When Black Friday arrives in just a few weeks, the lines will likely be shorter than last year's, and they will probably shrink further in the coming years. The mass migration of shoppers from traditional brick-and-mortar stores to digital storefronts is well under way and continues to gather steam.
The latest evidence quantifying what we in logistics already know comes from an annual study released earlier this year by UPS. The fifth annual "Pulse of the Online Shopper" study shows that avid online shoppers, defined as those who make two or more online purchases in a typical three-month span, are now making more than half of all their purchases online.
This is the first time in the study's five-year history that more than half (51 percent) of all purchases made by respondents are made online, up from 48 percent in 2015. The study also suggests that the shift from traditional in-store shopping to e-commerce will continue.
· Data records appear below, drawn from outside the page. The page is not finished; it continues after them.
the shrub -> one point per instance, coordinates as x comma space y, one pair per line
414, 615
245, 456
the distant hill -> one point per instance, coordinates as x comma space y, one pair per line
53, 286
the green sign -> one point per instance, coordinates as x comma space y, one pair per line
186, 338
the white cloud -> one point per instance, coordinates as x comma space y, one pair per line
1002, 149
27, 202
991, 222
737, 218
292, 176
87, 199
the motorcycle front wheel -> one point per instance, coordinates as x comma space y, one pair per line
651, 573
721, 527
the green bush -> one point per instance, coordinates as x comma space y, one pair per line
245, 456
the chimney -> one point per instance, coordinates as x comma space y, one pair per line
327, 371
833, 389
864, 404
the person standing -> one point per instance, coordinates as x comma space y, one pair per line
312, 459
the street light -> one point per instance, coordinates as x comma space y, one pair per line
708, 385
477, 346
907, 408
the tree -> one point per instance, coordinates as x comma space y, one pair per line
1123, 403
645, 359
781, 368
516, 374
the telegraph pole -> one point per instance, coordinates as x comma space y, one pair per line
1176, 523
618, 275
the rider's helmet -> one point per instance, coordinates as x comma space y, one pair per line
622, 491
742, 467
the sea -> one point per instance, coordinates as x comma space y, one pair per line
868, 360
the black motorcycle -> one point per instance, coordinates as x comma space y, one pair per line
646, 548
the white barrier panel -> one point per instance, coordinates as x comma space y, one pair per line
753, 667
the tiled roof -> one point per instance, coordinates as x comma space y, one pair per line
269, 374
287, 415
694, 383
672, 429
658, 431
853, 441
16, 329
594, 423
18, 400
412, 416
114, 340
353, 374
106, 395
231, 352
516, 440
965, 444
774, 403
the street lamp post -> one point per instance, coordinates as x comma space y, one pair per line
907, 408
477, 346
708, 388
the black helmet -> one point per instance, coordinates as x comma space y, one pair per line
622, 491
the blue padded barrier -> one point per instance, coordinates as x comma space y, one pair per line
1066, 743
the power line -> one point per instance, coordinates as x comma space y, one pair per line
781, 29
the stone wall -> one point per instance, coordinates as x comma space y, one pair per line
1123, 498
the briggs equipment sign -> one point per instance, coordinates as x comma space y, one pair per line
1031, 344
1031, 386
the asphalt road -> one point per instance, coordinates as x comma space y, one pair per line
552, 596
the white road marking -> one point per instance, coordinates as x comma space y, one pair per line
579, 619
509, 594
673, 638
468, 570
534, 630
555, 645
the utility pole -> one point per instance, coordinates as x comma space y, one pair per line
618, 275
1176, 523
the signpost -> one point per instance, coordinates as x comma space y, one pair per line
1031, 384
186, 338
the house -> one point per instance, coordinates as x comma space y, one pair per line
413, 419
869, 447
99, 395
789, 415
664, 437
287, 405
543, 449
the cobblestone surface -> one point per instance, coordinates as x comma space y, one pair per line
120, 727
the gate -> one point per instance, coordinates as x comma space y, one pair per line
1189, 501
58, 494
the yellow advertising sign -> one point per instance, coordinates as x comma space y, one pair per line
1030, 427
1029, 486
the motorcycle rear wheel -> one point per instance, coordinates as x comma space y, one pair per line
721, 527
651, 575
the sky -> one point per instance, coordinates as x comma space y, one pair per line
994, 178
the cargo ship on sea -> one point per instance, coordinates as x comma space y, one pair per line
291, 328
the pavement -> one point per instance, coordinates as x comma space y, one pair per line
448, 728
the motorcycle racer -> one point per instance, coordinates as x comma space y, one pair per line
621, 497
Nearly one in five respondents indicated that more of their shopping will take place online in 2017 than in 2016.
And traditional stores aren't all they are migrating away from. They are also moving away from their computers as their primary shopping tool and instead turning to their ever-present smartphones. A full 77 percent now conduct their online shopping primarily on mobile devices, up from two-thirds in 2014.
Physical retail stores, though, still have a place in the brave new omnichannel world. "This year's study revealed that 45 percent of online shoppers love the thrill of hunting for and finding great deals, and that physical stores continue to play an important role in that experience," said Teresa Finley, chief marketing officer at UPS, in a press release.
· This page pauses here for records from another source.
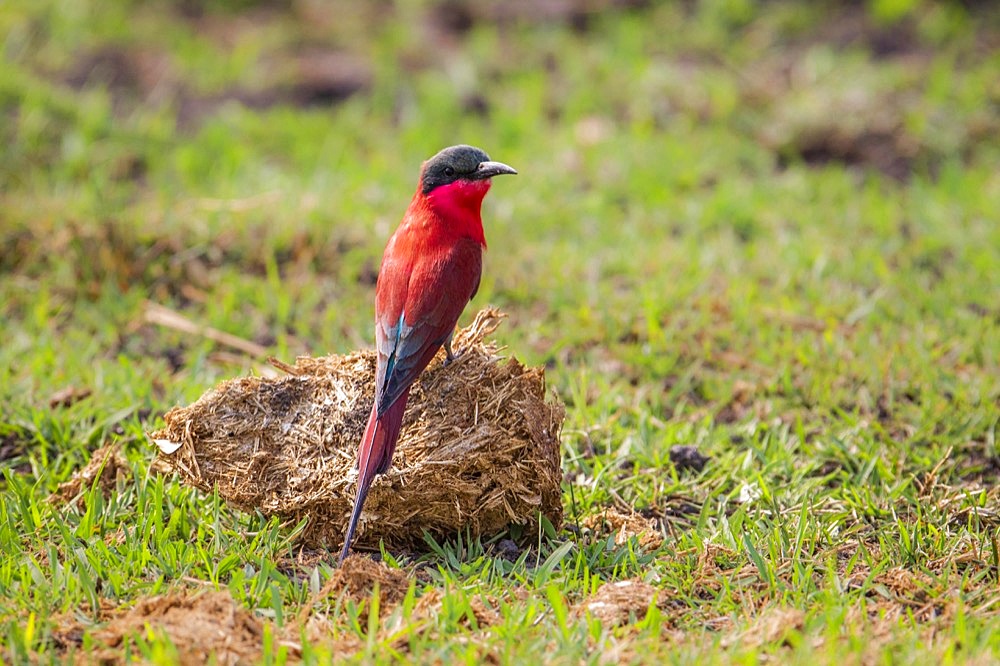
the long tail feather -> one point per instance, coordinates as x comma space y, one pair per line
374, 458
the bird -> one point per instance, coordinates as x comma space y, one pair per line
430, 270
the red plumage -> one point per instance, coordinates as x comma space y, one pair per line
430, 270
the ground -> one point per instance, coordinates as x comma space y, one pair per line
767, 231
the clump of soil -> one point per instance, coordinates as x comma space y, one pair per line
620, 602
107, 464
199, 626
479, 448
625, 526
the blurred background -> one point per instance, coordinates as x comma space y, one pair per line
726, 208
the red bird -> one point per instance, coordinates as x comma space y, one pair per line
430, 270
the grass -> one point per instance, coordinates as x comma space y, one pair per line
768, 231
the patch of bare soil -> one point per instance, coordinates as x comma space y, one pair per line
200, 626
107, 465
625, 526
621, 602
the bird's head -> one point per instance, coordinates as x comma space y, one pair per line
460, 175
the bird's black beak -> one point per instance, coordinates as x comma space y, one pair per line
489, 169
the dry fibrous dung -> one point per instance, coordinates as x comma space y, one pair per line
479, 449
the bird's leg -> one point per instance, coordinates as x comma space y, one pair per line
449, 355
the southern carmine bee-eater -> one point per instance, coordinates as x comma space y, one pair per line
430, 270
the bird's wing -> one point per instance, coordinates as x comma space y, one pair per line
417, 308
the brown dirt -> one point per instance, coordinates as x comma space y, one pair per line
625, 526
199, 625
479, 449
107, 465
621, 602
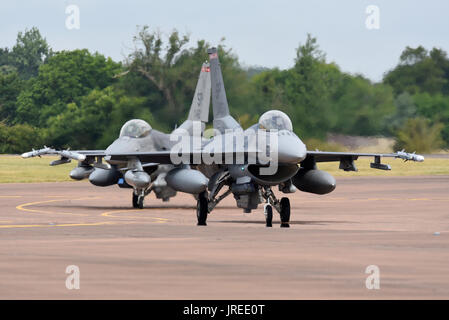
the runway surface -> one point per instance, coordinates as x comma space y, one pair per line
399, 224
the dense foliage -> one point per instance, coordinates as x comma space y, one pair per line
80, 99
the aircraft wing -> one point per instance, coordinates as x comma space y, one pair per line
346, 159
66, 155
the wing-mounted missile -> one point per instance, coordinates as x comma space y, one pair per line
36, 153
378, 165
66, 155
400, 154
409, 156
60, 161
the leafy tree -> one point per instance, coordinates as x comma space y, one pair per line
29, 52
65, 78
171, 68
420, 71
19, 138
436, 109
96, 120
405, 109
10, 87
419, 135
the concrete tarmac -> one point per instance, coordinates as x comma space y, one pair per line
399, 224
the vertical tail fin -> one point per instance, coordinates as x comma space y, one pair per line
199, 109
222, 119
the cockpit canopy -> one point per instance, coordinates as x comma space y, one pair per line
275, 120
135, 128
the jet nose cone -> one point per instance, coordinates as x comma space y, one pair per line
290, 149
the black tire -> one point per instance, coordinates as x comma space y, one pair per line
202, 209
268, 215
285, 212
140, 202
135, 198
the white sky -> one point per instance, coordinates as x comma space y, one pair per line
260, 32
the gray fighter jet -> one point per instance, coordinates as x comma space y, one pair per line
137, 136
239, 166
In fact, the study revealed that some traditional online retailers are establishing a brick-and-mortar presence—although these are storefronts with a twist. The retailers are experimenting with showrooms without inventory to provide consumers with the opportunity to examine products before buying them online. One in six shoppers say they have visited such retailers.
Just as today's customers expect to shop via any channel they choose, they also expect to use more than one channel to execute a single transaction. For instance, the study showed that about half the buyers who shop and buy online want to pick up their order at a store. These "cross-channel transactions," defined as purchases using in-store and at least one online channel, now account for 38 percent of all purchases.
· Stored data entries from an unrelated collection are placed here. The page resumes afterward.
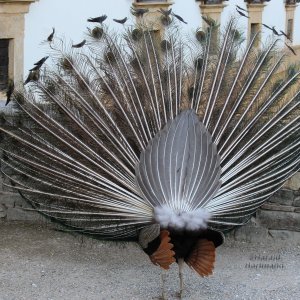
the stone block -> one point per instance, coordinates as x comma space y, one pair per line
279, 220
293, 183
283, 197
251, 234
285, 235
2, 211
297, 202
277, 207
10, 199
19, 214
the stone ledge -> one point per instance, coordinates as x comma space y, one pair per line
283, 197
297, 202
19, 214
276, 207
285, 235
279, 220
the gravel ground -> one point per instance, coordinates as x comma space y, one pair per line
37, 262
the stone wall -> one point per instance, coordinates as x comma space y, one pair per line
279, 218
14, 208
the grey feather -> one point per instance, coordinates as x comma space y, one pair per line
180, 167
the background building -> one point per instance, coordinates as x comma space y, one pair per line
21, 45
21, 35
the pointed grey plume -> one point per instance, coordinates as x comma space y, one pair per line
180, 168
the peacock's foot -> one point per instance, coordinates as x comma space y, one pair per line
179, 294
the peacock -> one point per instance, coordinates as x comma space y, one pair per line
158, 137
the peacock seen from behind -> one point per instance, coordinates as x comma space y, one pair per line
157, 138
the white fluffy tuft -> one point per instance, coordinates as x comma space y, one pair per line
191, 220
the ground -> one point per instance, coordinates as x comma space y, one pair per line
39, 263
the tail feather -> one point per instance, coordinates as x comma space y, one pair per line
75, 137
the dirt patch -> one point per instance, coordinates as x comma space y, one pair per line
37, 262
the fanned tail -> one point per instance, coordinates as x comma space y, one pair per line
74, 139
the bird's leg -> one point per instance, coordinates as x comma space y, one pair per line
163, 284
180, 265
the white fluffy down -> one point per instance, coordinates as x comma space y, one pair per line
192, 220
All this has enormous implications for the back end of the operation—the retailer's order fulfillment and delivery processes. For one thing, it means retailers must have integrated visibility into available inventory in both the store and at the supporting DC(s). It also means retailers must create a seamless experience between their virtual and physical storefronts that reflects how their customers want to shop. Providing detailed product information with good photography, professional and peer reviews, and online access to store inventory are critical.
Our annual report on omnichannel distribution provides great insight into how retailers and their logistics service providers are responding to these new and rapidly changing demands. The report features the results of an exclusive study in which we asked respondents what processes and technologies they used to fill the various types of orders. As it turned out, their answers were all over the map. Just as there is no one specific buying pattern common to the majority of shoppers, there is no one specific solution to satisfy these shoppers.
Logistics professionals will continue to face challenges as the complexities grow and the variables multiply. As to how they'll fare, their fortunes will depend on their ability to remain agile and responsive, and their willingness to adapt to consumer demands that seem to change by the day.